What's important to you and what is your why?
This is what I think about when I think about Spirit.
But first a story.
I was co-presenting a workshop on messaging around child abuse prevention. The energy was good, the flow was good and my co-presenter and I were on. A participant raised her hand. I stopped talking, I asked her what her question was, she responded, I started to respond, she became overwhelmed and I had an AH-hah moment: the participant’s Spirit was not being tended to or nurtured, not on her job, and definitely not by me or my co-presenter.
At the time, I was still new to the work of The Montana Institute. But if I knew more, we might have structured the session with a focus on the cycle of transformation: Spirit First…Then Science…To Lead Action...For Desire Returns.
I would have also known (to quote TMI) that the:
"Four essential stages – Spirit, Science, Action, and Return – make up the transformational process of the Science of the Positive. These stages, when fully engaged, work together to create a synergistic cycle of positive transformation."
But I didn’t yet know much about this.
What I knew, was that there was a better way to message about child abuse prevention, we finally had the data to support that and we had developed a workshop that would highlight the Science behind this new messaging. I also knew that as a field, we could now achieve the Desired Returns we sought, a more engaged public, changes in behavior and policy, innovative programming and greater attention to healthy child development.
The participant's question was focused on Action though.
How should her organization speak about incidents of abuse in the community that had to be addressed publicly? I spoke about crafting press releases and statements, how to frame them, the creation of talking points and the use of social media, and I felt that I was both smart and supportive. I felt like I was nailing it and the participant was taking copious notes, but as she did, she slowly collapsed into her seat and into herself. I asked what she was feeling. She replied that there was no one in her office who was responsible for doing what I was suggesting. She had been sent to our workshop because someone had to learn more about our work and someone had to bring the knowledge home and execute it. That someone would be her and she would be doing so on top of her normal job. She said she was inspired by the workshop, but exhausted by the idea of translating what she was learning for her co-workers and the community stakeholders they worked with.
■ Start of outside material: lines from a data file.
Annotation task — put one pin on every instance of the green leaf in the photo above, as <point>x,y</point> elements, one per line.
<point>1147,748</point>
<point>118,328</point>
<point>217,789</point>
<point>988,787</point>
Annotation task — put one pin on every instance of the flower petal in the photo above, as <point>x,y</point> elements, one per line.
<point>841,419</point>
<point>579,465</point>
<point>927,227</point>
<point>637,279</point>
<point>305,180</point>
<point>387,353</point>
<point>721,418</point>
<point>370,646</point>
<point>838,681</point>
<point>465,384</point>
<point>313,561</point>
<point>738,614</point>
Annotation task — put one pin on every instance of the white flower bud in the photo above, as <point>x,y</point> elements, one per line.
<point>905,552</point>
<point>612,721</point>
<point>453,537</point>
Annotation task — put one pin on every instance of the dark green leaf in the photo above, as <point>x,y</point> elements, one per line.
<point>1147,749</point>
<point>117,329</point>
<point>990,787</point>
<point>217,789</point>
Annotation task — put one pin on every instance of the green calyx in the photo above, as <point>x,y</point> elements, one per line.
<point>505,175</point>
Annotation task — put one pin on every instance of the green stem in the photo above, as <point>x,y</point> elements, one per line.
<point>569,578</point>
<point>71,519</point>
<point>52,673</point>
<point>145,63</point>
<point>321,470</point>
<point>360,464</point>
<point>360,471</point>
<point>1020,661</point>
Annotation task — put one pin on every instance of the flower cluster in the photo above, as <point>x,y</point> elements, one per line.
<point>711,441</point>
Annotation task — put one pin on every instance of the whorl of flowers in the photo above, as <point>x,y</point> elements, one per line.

What's important to you and what is your why?
I'm currently co-crafting a workshop for TMI titled, Crafting Your Transformational Leadership Narrative, and when I asked my co-creator and presenter Stephanie Patton how she thinks about
Spirit when she's talking about it at the community level, she said, I focus on making connections with people and what's important to them.
If I knew more about the cycle of positive transformation when I developed that other workshop all those years ago I would have focused more on modeling the cycle itself when we presented the Science, spoke to the Desired Returns and delved into the action participants might take.
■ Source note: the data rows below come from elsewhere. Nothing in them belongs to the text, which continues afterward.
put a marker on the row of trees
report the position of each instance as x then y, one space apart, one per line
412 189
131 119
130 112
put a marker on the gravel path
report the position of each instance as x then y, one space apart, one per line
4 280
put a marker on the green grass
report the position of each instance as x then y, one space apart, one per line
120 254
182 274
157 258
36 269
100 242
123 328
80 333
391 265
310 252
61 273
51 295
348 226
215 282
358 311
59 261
We also could have opened the workshop by asking what's important to you, why are you here and how do you connect with people in your community around this work? Which is to say that from the beginning, we could have integrated Spirit and addressed how we re-ignite hope.
Instead, I had to react to the participant’s questions and duress. I asked her if she had connections in the community, she did, could they work together on the communications that were being discussed so she didn’t have to tackle the work alone, they could, and might doing so enhance her Spirit, it would.
I was able to find my way to addressing Spirit, but I didn’t proactively plan for it, think about it or even start there.
We like to stress that the POSITIVE exists, and it does, but we have to seek it out, nurture it, and embrace the cycle of transformation as a whole:
Spirit First...Then Science...To Lead Action...For Desire Returns.
We also have to do so in order.
Order matters.
For our Crafting Your Transformational Leadership Narrative workshop Stephanie and I open both halves of the agenda with a focus on Spirit and then work our way through the cycle.
We also ask these questions:
What's important to you and what is your why?
And we do so because the positive starts there.